Extrait du texte de Sylvie Couderc publié dans le catalogue Maya Andersson, Galerie Stadler Paris, 1988.

La peinture de Maya Andersson ne livre aucune prolifération de signes. Elle est, au contraire, économie, choix et sélection. Tendue vers cette volonté d’abstraction, elle n’en est pas moins expressive. Chaque toile nous est donnée comme le lieu où s’échangent et se complètent, sans intention didactique, les figures d’une représentation idéale.
Chaque œuvre peinte ne retient que « les signes indispensables à sa survie » ou « les signes essentiels, seuls nécessaires à la définition de l’idée ». Ces propos de l’artiste, extraits de ses carnets de notes, sont le reflet le plus exact de la rigueur et de la ténacité qui dominent une picturalité en quête de sa propre vérité.

Après avoir expérimenté pendant plusieurs années la notion de « trace » avec sa ribambelle de lieux communs : détourer son corps, en montrer l’absence, se rouler dans la terre, se glisser sur le sol, arpenter des territoires, habiter des sites de peinture, un certain nombre de signes se sont imposé comme métalangage : cercles, triangles, spirales, constructions cruciformes ou pyramidales. Le signe est une appréhension du monde dans sa représentation souvent maladroite et schématique d’objets concrets (homme, animal, outil, nourriture, soleil, eau, etc.) Dans l’énumération ou l’agencement qui peut en être fait, ces signes s’organisent dans l’espace et la temporalité des « tableaux », par le langage de la peinture.
La plupart de mes tableaux de 1985 à 1995 sont des peintures à fond noir.
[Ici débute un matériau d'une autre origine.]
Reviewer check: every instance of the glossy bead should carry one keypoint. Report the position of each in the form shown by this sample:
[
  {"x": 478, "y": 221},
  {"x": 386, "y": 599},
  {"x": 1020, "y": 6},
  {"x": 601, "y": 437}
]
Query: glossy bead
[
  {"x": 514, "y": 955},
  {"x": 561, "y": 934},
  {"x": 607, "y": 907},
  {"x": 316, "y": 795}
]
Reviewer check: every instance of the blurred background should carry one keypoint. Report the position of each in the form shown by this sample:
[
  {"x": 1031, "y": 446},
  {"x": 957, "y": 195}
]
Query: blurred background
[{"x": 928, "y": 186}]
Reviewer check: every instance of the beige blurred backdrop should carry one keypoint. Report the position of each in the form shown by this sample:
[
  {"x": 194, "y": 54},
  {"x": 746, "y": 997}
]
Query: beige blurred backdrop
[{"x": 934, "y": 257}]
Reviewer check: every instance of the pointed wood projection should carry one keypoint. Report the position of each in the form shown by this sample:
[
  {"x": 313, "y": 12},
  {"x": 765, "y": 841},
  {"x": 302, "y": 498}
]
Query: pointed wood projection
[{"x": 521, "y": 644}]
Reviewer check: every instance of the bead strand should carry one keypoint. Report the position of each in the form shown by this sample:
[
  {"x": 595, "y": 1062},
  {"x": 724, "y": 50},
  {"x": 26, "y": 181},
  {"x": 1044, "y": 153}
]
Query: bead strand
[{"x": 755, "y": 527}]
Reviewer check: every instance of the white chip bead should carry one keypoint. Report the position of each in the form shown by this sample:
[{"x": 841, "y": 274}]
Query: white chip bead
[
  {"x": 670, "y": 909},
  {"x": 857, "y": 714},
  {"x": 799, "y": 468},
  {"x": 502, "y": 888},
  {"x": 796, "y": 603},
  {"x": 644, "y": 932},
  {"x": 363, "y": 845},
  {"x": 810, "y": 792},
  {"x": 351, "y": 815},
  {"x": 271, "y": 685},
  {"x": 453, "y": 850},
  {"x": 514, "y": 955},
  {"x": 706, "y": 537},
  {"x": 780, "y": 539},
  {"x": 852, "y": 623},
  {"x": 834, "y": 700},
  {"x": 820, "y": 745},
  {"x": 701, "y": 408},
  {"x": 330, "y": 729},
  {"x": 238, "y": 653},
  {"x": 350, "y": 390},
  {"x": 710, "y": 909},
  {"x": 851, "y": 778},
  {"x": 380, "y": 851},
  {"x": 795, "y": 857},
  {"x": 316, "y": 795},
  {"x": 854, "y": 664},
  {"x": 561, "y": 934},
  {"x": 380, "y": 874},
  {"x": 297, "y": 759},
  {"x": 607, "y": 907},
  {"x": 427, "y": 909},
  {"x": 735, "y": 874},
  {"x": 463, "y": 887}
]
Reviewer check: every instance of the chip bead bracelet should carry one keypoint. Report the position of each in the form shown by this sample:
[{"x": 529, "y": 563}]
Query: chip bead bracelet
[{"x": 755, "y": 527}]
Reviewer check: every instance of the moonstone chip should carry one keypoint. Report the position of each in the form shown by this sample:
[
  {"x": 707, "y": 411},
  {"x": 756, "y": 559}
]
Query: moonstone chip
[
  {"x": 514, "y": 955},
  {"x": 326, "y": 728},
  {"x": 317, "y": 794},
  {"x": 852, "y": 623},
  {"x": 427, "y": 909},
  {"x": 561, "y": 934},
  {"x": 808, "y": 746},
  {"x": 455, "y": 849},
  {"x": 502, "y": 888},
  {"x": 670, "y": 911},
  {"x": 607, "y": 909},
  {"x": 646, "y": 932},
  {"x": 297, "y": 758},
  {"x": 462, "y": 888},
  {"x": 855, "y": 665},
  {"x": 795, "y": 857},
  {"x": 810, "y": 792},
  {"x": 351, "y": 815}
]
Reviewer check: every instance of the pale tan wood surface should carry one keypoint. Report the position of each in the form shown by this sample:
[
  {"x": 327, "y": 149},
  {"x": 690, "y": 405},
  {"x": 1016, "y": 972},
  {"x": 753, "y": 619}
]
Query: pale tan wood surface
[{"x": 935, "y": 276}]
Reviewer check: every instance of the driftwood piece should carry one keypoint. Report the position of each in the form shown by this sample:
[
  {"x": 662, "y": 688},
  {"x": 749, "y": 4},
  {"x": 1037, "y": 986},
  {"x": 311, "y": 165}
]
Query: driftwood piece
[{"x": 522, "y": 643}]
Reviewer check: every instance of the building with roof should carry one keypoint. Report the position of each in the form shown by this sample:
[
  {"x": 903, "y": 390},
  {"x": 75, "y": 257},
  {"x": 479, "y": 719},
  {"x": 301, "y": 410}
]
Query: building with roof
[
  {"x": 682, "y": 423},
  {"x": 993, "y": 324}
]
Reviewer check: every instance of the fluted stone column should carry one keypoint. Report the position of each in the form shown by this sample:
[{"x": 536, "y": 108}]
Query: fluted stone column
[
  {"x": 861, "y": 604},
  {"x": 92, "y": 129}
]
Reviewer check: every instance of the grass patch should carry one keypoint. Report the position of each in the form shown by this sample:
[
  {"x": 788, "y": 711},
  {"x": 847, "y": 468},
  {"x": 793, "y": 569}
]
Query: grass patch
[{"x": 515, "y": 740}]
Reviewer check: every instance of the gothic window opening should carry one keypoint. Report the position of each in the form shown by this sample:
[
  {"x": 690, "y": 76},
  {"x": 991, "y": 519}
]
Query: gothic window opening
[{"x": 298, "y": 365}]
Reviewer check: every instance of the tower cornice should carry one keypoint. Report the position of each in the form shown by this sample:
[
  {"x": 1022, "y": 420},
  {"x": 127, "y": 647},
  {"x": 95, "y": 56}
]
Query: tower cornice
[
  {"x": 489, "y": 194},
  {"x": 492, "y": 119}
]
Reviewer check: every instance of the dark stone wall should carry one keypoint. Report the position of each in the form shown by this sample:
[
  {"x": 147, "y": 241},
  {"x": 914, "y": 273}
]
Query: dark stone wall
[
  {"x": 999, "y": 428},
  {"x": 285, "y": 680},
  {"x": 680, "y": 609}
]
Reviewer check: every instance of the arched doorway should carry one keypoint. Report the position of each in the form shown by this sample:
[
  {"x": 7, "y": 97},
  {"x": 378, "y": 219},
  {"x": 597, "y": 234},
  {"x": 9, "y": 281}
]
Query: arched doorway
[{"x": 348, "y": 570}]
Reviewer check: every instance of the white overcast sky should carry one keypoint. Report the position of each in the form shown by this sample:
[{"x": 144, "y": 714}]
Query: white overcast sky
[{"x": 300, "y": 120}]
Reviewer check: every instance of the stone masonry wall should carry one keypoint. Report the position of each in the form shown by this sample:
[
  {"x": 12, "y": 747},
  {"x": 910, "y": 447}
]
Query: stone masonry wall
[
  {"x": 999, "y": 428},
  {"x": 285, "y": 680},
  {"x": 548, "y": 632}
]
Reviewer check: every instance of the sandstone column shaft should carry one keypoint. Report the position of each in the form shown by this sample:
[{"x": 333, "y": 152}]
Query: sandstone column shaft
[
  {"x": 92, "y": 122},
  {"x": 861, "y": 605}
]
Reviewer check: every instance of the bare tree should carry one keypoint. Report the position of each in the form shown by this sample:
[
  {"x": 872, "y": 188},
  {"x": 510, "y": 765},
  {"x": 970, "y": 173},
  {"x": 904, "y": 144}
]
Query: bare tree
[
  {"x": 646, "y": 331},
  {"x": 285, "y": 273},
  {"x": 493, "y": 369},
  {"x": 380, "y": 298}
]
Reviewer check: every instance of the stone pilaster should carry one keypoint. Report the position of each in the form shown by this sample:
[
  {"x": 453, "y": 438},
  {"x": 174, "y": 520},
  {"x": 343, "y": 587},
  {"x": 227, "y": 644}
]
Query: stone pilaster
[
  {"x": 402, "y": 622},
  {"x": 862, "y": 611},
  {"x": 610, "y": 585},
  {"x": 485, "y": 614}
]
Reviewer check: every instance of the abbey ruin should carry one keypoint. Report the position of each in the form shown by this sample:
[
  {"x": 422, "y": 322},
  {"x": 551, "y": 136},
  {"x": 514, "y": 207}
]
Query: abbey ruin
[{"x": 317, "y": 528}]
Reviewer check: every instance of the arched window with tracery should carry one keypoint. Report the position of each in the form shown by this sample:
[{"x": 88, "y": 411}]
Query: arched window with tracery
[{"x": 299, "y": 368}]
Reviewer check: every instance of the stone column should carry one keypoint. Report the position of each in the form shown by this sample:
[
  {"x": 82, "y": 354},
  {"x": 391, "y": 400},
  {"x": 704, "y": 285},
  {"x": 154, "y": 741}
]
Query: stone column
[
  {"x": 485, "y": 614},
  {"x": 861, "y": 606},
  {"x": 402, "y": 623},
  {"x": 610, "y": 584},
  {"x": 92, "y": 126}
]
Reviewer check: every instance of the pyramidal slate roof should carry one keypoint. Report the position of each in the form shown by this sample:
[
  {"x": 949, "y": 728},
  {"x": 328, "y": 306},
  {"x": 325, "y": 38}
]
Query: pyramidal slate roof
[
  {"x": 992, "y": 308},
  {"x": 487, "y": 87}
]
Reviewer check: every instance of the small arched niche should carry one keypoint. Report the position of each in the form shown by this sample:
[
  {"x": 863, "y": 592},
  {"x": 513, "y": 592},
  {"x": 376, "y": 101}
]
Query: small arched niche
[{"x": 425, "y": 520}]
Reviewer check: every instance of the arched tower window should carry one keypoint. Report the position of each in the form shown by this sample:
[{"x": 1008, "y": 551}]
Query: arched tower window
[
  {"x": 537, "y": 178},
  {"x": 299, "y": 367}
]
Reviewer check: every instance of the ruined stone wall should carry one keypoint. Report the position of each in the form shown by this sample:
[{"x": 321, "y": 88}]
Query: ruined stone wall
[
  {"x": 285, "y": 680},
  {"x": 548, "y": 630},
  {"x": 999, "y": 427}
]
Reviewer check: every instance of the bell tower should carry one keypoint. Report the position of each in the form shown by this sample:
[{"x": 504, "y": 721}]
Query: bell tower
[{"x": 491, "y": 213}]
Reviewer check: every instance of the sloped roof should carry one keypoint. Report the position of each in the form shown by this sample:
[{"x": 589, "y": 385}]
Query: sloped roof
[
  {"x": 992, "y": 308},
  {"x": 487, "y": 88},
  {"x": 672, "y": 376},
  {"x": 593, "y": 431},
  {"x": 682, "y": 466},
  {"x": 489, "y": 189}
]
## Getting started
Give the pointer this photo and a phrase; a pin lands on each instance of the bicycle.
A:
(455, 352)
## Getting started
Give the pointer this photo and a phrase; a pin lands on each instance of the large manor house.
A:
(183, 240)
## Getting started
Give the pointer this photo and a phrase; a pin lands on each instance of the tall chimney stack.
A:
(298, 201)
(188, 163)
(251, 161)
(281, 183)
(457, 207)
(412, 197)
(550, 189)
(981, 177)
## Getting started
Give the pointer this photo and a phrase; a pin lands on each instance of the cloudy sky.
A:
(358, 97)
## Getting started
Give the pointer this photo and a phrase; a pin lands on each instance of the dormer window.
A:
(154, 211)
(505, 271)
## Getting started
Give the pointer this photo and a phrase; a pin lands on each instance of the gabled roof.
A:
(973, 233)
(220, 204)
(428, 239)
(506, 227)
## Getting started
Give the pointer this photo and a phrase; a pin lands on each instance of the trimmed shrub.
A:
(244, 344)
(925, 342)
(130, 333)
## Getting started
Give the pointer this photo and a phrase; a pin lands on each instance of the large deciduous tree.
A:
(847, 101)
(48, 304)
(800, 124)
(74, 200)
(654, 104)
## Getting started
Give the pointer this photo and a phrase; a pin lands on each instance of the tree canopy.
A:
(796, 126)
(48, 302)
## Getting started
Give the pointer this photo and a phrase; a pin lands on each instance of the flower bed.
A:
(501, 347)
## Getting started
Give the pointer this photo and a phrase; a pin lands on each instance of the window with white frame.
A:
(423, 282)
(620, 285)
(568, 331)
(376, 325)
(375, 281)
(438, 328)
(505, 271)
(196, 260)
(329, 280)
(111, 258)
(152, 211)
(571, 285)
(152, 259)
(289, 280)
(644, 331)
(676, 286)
Comme si tout était déjà inscrit dans la profondeur du tableau et qu’il s’agissait de sortir de l’obscurité, d’extraire les éléments utiles à ma propre mythologie. Les signes disposés dans le tableau font appel à ma mémoire, aux images et aux archétypes qui m’ont façonnée.

« Cependant les choses autour de nous ne sont pas silencieuses : elles ont un message à nous transmettre, elles aussi ; sous un ciel pas encore blanc (mais on sent qu’il ne tardera pas à le devenir), elles sont une réunion qui dit :
« On est là ; regardez-nous. »

C. F. Ramuz, Les signes parmi nous, 1929.